Fortunately performance monitoring is something that needs to be integrated into the pool implementation anyway and Windows has all the tools on board. So I only need to configure a few performance counters in Windows, make sure that these counters are updated with current numbers and the Windows performance monitoring frontend is available to the user to show it all in a nice graph. (I'm sure some of you have never heard of the performance monitor application - it's available on the Administrative tools menu and it's called, not surprisingly, Performance.)
Here's the download for the current version, including these changes: ObjectPooling-2.zip

And these are the changes - at the end of the pool class:
private string performanceCategoryName;
/// <summary>
/// Gets or sets a value indicating the name of the performance counter category.
/// </summary>
public string PerformanceCategoryName {
get {
return performanceCategoryName;
}
set {
if (performanceCategoryName != value) {
performanceCategoryName = value;
InvalidateCounters( );
}
}
}
private string performanceCounterNamePrefix;
/// <summary>
/// Gets or sets a value indicating a prefix that is used for all the performance
/// counters of this pool instance.
/// </summary>
public string PerformanceCounterNamePrefix {
get {
return performanceCounterNamePrefix;
}
set {
if (performanceCounterNamePrefix != value) {
performanceCounterNamePrefix = value;
InvalidateCounters( );
}
}
}
/// <summary>
/// Set the properties PerformanceCategoryName and PerformanceCounterNamePrefix to the values
/// passed in to the categoryName and counterNamePrefix parameters, then calls InitializeCounters().
/// </summary>
public void InitializeCounters(string categoryName, string counterNamePrefix) {
performanceCategoryName = categoryName;
performanceCounterNamePrefix = counterNamePrefix;
InitializeCounters( );
}
private const string STR_Poolsize = "Pool size";
private const string STR_PoolsizeHelp = "The current number of poolable objects.";
private const string STR_ObjectsInUse = "Objects in use";
private const string STR_ObjectsInUseHelp =
"The number of objects that are currently allocated to a pool user.";
PerformanceCounter poolSizeCounter;
PerformanceCounter inUseCounter;
/// <summary>
/// Initializes the performance counters according to the settings of the PerformanceCategoryName
/// and PerformanceCounterNamePrefix properties.
/// </summary>
public void InitializeCounters( ) {
if (PerformanceCounterCategory.Exists(performanceCategoryName))
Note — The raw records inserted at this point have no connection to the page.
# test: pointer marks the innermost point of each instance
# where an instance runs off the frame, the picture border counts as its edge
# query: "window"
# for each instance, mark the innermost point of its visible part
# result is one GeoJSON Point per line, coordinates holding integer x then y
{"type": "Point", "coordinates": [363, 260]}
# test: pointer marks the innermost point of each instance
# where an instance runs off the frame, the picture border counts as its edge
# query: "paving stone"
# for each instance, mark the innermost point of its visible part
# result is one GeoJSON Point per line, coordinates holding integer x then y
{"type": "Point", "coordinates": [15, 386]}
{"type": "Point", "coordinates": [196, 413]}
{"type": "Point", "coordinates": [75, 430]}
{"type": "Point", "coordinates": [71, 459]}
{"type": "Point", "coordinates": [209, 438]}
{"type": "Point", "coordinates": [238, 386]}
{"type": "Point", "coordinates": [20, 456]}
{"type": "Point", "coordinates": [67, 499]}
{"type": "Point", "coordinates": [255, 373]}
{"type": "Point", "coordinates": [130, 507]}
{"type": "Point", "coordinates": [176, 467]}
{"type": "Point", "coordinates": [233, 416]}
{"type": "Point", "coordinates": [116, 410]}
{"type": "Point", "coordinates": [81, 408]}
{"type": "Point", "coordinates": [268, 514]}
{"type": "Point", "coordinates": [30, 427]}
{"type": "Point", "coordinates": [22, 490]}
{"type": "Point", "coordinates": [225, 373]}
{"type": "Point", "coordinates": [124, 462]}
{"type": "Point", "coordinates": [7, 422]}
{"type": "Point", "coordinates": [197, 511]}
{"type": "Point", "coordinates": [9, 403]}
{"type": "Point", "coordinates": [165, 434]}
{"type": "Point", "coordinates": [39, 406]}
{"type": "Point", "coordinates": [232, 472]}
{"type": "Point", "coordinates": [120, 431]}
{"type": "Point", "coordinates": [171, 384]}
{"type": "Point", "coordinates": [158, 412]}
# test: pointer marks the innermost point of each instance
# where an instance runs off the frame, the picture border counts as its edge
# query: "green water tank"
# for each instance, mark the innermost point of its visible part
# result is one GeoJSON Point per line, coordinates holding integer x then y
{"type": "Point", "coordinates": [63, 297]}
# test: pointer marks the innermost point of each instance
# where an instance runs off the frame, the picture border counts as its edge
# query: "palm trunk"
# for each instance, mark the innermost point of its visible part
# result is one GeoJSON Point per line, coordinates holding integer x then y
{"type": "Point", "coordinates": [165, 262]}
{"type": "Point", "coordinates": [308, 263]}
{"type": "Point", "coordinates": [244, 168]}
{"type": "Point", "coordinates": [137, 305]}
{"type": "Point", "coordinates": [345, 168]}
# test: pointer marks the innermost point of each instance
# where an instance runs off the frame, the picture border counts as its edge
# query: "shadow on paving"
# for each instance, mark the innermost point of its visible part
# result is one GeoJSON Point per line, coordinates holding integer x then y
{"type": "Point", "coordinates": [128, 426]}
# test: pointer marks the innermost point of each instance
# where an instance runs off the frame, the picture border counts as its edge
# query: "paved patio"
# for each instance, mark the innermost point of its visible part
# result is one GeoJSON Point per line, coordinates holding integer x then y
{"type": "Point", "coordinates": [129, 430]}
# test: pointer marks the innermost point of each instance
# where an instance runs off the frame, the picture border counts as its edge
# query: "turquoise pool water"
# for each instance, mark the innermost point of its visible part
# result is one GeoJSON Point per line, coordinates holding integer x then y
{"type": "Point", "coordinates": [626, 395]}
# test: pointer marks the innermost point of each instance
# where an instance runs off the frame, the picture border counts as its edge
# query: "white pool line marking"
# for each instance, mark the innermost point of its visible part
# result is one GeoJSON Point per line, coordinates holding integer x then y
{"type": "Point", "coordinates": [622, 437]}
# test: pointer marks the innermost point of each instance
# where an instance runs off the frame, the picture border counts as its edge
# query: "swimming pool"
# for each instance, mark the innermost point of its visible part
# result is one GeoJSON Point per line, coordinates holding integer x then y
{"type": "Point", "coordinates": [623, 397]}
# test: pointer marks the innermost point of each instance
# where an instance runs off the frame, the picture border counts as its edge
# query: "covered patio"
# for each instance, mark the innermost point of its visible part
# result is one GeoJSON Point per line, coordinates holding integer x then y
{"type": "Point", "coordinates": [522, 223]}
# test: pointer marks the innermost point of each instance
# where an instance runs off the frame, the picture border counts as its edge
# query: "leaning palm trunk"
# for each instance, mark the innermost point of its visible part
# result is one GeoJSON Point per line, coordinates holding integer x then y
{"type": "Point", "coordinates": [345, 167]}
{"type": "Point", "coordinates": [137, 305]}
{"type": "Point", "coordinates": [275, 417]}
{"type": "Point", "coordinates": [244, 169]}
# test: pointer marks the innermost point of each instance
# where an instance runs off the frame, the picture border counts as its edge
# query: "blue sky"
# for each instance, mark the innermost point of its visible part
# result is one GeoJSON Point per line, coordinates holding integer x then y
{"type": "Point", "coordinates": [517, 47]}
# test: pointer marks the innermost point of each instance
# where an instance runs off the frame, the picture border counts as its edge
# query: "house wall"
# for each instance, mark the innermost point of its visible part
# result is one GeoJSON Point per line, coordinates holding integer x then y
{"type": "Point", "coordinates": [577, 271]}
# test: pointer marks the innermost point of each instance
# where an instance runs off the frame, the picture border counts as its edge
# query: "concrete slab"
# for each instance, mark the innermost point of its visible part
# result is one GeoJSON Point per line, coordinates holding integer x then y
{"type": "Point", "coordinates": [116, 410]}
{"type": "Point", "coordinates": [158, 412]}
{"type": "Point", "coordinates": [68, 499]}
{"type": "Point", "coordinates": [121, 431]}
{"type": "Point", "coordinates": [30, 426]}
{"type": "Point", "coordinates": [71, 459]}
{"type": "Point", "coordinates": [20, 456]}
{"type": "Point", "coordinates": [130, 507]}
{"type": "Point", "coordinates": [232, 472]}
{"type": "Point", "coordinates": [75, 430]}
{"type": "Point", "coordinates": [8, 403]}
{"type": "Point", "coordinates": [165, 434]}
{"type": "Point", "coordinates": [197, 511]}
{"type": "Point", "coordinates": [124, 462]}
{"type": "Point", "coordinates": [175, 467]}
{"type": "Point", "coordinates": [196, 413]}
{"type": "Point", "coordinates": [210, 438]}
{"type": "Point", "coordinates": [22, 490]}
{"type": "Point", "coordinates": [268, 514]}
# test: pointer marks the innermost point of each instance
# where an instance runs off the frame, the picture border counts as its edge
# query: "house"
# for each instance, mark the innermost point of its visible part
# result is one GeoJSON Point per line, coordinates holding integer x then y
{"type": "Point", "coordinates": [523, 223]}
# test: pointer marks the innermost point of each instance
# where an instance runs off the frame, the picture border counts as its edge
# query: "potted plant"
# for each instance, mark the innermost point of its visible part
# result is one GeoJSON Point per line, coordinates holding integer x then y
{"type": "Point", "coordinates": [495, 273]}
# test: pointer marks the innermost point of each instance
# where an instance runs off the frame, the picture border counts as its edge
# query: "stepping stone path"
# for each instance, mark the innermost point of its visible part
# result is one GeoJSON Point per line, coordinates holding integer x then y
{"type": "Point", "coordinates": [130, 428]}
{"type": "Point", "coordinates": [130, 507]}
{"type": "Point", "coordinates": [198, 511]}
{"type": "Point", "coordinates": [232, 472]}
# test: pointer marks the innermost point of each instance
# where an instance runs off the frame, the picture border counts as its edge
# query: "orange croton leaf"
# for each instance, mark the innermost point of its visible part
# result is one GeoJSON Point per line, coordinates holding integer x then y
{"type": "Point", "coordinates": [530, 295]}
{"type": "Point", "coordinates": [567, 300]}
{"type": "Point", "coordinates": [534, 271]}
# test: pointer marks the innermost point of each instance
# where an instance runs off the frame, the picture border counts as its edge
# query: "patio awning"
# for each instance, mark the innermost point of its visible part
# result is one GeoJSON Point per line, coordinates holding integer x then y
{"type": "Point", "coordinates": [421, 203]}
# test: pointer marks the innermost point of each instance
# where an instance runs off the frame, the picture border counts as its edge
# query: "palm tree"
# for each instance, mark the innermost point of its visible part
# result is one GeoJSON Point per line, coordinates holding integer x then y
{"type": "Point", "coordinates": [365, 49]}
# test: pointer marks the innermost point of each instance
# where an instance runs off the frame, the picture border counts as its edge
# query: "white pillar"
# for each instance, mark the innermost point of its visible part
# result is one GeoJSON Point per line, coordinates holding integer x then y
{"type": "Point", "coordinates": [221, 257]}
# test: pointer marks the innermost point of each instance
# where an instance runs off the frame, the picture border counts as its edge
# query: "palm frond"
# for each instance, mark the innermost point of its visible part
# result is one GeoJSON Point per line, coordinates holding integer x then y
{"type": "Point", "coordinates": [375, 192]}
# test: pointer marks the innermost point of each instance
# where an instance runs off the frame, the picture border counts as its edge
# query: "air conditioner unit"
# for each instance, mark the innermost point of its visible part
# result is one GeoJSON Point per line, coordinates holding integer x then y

PerformanceCounterCategory.Delete(performanceCategoryName);
CounterCreationDataCollection counters = new CounterCreationDataCollection( );
counters.Add(new CounterCreationData(performanceCounterNamePrefix + STR_Poolsize,
STR_PoolsizeHelp, PerformanceCounterType.NumberOfItems32));
counters.Add(new CounterCreationData(performanceCounterNamePrefix + STR_ObjectsInUse,
STR_ObjectsInUseHelp, PerformanceCounterType.NumberOfItems32));
PerformanceCounterCategory.Create(performanceCategoryName, "",
PerformanceCounterCategoryType.SingleInstance, counters);
poolSizeCounter = new PerformanceCounter(performanceCategoryName,
performanceCounterNamePrefix + STR_Poolsize, false);
inUseCounter = new PerformanceCounter(performanceCategoryName,
performanceCounterNamePrefix + STR_ObjectsInUse, false);
}
void InvalidateCounter(ref PerformanceCounter counter) {
if (counter != null) {
counter.Dispose( );
counter = null;
}
}
void InvalidateCounters( ) {
InvalidateCounter(ref poolSizeCounter);
InvalidateCounter(ref inUseCounter);
}
In the ExtendPoolBy method:
. . .
lock (poolLock) {
count = Math.Min(maxPoolSize - pool.Count, count);
for (int i = 0; i < count; i++) {
Slot slot = delayObjectCreation ? new Slot(objectFactory) :
new Slot(objectFactory.CreateObject( ));
pool.Add(slot);
}
if (poolSizeCounter != null)
poolSizeCounter.RawValue = pool.Count;
}
. . .
In the ShrinkPoolBy method:
. . .
if (poolSizeCounter != null)
poolSizeCounter.RawValue = pool.Count;
. . .
... and similar code for the other counter in the GetObject and ReleaseObject methods.